By Nargiz Mammadli November 29, 2019


The city of Mumbai located on the western shores of India along the Arabian Sea is where the eastern edge of the International North-South Transport Corridor starts / Cntraveler.Com

India is thousands of miles away from Azerbaijan, but this is not stopping the government in New Delhi from leveraging opportunities to expand trade ties with a Caspian country that lies at the heart of the east-west nexus and along the International North-South Transport Corridor.

India’s ambassador to Azerbaijan, Bavitlung Vanlalvavna, shed light on New Delhi’s stance on the corridor, saying it could provide momentum for increasing trade volume between the two countries.

"We believe that the full commissioning of this corridor will provide a better connection between India and Azerbaijan and the larger Eurasian region,” Vanlalvavna told Trend. “The completion of the project will greatly facilitate the movement of goods and will contribute to improving trade and economic relations between the two countries."

The corridor links Mumbai to Moscow via two southern Iranian ports, Bandar Abbas and Chabahar, while passing through Baku, which lies along the western shore of the Caspian Sea. This creates a more cost-effective route, which is 40 percent shorter than the current sea routes.

"Therefore, we attach great importance to our cooperation with Azerbaijan in the North-South project and are pleased to work with Azerbaijan to further develop and promote this project," Vanlalvavna said.

The corridor was conceptualized by Russia, Iran and India in Saint Petersburg in 2000. Five years later, Azerbaijan was one of 11 additional members to be added to the plan. Kazakhstan, also a country that borders the Caspian Sea, was added in 2003.

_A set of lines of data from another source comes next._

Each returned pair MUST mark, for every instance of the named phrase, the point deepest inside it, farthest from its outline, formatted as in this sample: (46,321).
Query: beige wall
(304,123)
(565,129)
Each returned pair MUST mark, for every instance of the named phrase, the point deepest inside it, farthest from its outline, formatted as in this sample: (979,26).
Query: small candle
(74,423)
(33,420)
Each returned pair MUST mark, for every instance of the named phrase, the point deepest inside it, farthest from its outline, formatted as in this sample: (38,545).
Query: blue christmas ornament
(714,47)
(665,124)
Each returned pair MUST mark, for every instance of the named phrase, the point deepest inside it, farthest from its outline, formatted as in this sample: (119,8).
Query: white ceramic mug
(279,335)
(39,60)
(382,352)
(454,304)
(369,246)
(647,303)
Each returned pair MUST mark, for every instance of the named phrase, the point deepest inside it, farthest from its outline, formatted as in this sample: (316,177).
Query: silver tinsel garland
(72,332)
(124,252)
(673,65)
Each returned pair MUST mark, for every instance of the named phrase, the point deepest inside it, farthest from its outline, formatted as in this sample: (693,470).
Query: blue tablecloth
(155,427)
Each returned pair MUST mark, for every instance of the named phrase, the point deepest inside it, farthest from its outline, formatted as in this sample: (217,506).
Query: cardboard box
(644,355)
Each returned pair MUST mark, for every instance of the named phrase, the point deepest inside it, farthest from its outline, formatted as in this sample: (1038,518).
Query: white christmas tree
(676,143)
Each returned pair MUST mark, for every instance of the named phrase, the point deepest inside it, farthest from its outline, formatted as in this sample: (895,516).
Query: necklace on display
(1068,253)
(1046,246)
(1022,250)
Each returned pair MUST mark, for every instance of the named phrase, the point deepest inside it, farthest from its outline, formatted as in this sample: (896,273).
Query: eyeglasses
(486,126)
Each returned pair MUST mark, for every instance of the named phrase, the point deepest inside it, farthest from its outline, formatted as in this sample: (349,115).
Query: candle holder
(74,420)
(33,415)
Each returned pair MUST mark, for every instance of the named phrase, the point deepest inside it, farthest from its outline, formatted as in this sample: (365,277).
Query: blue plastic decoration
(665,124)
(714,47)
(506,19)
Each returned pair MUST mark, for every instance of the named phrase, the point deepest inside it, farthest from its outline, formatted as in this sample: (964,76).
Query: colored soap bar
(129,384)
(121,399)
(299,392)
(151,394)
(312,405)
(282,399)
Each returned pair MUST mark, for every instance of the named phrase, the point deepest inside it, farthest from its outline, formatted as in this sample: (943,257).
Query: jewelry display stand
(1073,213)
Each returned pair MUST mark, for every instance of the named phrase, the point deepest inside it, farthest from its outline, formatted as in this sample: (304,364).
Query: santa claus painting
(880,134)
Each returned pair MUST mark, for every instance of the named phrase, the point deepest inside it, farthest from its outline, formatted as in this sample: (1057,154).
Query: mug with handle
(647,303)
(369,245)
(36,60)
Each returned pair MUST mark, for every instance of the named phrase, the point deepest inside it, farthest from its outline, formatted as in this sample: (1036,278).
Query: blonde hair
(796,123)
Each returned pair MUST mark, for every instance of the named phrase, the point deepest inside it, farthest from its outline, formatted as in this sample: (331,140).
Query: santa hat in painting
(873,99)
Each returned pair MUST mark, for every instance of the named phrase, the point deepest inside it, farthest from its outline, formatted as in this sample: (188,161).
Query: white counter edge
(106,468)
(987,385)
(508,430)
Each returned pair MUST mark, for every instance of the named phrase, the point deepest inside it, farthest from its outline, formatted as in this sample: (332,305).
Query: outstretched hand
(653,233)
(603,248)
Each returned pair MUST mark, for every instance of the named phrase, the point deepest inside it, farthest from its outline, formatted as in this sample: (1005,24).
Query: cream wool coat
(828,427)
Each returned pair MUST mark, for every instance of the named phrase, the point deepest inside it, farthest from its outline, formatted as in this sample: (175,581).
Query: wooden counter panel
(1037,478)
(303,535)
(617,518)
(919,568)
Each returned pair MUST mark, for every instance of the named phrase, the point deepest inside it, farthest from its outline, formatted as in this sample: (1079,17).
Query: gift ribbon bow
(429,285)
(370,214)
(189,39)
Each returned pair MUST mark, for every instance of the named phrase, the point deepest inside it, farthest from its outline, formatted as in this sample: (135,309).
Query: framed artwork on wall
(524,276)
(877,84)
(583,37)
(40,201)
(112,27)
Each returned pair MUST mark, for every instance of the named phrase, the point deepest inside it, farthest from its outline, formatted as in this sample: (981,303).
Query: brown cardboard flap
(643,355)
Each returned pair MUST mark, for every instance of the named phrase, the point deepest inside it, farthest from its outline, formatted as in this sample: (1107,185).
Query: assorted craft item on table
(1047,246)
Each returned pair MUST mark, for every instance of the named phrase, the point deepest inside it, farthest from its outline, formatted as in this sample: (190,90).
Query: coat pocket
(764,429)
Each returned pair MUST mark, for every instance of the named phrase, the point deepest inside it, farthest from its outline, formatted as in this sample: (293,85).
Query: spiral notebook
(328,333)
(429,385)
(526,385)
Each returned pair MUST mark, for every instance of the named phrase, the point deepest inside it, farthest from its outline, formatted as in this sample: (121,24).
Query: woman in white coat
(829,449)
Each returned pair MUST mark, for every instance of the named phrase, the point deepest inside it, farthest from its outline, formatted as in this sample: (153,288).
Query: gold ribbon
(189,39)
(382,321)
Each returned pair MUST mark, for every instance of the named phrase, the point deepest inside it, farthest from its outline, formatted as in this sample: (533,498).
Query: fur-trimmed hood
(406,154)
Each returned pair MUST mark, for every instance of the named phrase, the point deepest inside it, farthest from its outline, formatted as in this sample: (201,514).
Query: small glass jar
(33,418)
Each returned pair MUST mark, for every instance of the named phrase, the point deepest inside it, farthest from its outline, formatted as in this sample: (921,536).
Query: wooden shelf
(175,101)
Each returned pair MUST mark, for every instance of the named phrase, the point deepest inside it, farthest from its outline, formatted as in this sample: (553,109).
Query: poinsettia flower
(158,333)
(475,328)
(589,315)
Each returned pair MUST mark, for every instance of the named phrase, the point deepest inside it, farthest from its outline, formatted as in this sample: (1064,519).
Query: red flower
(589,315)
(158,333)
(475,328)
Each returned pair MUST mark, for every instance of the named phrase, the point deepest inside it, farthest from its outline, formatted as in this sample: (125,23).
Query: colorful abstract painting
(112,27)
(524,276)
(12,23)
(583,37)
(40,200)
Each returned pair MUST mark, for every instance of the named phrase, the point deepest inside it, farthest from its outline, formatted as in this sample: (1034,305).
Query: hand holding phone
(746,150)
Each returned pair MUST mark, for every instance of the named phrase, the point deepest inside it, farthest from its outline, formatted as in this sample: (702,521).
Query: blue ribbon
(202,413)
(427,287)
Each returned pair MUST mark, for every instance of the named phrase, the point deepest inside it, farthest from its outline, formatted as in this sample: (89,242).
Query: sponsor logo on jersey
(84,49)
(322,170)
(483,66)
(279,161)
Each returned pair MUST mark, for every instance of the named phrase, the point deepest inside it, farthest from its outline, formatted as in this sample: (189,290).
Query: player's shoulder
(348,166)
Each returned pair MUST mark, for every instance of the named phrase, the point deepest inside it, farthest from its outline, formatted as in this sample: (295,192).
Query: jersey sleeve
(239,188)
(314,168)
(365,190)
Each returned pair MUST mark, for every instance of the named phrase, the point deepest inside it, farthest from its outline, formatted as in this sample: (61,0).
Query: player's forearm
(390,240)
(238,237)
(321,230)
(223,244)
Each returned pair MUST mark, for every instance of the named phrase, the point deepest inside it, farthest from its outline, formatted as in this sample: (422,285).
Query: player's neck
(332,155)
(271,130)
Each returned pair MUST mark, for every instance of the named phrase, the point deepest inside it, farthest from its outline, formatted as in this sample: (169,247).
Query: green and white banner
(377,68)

In 2018, trade between India and Azerbaijan stood at $930 million. Azerbaijan imported goods from India worth $720 million. During the first quarter of this year, trade was close to $300 million. In addition, approximately 230 companies with Indian capital operate in Azerbaijan, having invested $1.2 billion in the economy.

Trade is expected to pick up thanks to the International North-South Transport Corridor, which will leverage the potential of sea, rail and road routes by reducing costs and the amount of time it takes for goods to travel a similar route and distance. A study conducted by the Federation of Freight Forwarders’ Associations in India revealed that the route is 30 percent cheaper and 40 percent shorter than what is currently used to move goods. Three to four weeks, down from six, will be lobbed off transportation time.

Azerbaijan has been preparing for the route’s opening for several years, with the government in Baku approving the construction of new transportation mechanisms.

In 2015, President Ilham Aliyev authorized the acceleration of work on Azerbaijan’s part of the corridor, leading to the construction of a short but critical railway line linking Caspian neighbors Azerbaijan and Iran via an 8.3 kilometer (5.2 mile) railroad connecting two cities of the same name, Astara in Azerbaijan with Astara in Iran. The rail line opened in 2017.

Earlier this year a railway bridge over the Astarachay River along the border was put into operation, leading to the construction of a road that connects the bridge to a cargo terminal in Iran.